DATELINE: Who Goes There?
It has taken only a scant 48 hours for the Aaron Hernandez memorabilia business to start booming.
Dirt has come tumbling out of his life in the hours after his death. He purportedly waxed the floor of his cell with soap in order to make sure he would slip and break his neck whether the hanging worked or not.
His body will be buried without a brain, which seems fitting, as his lawyers want Boston University to study this organ for concussion damage.

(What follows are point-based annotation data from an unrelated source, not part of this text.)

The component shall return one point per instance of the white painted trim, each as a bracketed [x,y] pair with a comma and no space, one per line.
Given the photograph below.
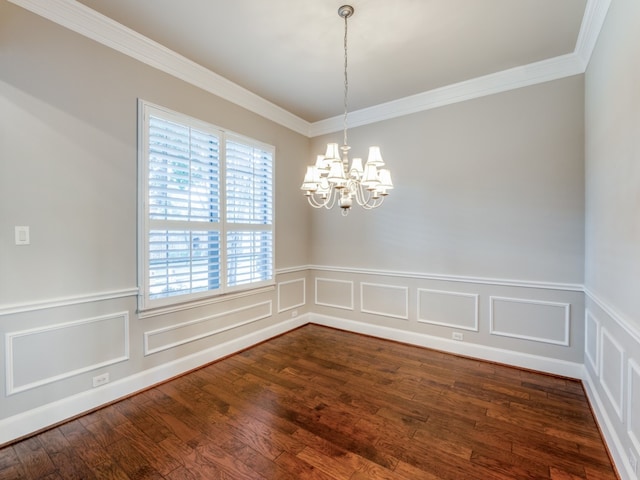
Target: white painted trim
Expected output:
[625,324]
[616,403]
[10,336]
[594,362]
[483,352]
[592,22]
[390,287]
[91,24]
[475,296]
[570,287]
[611,438]
[304,295]
[511,79]
[344,307]
[177,326]
[28,422]
[85,21]
[284,271]
[567,317]
[67,301]
[635,441]
[204,302]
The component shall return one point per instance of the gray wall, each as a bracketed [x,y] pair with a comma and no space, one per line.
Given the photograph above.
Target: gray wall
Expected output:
[483,237]
[68,170]
[612,261]
[492,187]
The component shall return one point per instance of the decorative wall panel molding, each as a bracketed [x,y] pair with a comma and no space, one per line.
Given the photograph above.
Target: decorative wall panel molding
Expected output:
[612,370]
[450,309]
[182,333]
[388,300]
[334,293]
[67,301]
[633,400]
[502,282]
[64,350]
[291,294]
[535,320]
[592,340]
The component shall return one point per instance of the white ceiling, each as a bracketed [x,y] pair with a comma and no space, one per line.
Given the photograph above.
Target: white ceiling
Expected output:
[290,52]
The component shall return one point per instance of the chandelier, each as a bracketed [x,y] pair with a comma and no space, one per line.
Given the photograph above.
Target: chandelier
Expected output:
[332,181]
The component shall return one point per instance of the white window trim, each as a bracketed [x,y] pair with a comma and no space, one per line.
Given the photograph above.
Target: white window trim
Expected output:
[148,306]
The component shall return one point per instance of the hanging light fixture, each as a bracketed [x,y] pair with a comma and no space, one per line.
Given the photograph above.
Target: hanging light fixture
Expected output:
[332,181]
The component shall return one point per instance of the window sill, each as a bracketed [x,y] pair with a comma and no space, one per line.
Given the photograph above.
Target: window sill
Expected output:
[157,311]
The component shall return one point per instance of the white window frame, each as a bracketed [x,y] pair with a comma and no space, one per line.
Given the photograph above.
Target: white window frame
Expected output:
[145,303]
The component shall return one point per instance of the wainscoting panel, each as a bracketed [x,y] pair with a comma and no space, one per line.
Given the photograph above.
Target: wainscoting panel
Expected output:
[612,370]
[388,300]
[633,403]
[180,334]
[591,341]
[291,294]
[451,309]
[334,293]
[52,353]
[539,321]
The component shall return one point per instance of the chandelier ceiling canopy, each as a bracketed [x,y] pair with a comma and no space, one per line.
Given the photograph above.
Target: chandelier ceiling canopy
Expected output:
[331,180]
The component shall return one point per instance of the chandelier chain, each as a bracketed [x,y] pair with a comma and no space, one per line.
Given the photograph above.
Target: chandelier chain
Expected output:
[331,181]
[346,82]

Chico, as he was called and not in deference to the Marx Brothers comedy team, was said to have written John 3:16 in blood on the wall, but in red ink on his own forehead. He had to print small because there’s very little space between his hairline and his eyebrows, sort of like early Neanderthal.
Some say he left three suicide notes, though the earliest report said there were no suicide notes. The notes have been left to his wife, his daughter, and according to the most reliable sources (the Daily Mail), his gay prison lover (who remains unidentified so far). Anyone reading these blogs for the past few years know that we have the world scooped on that one.
There is a fight brewing over his NFL pension, which is considerable and should go to his daughter, but he may not have left a will and, of course, never married Shayanna.
Since Chico’s death, Tom Brady has gone into seclusion, not even venturing out for the White House party with Mr. Trump.
You can certainly expect more dirty laundry to be aired before Hernandez is fittingly put into the ground.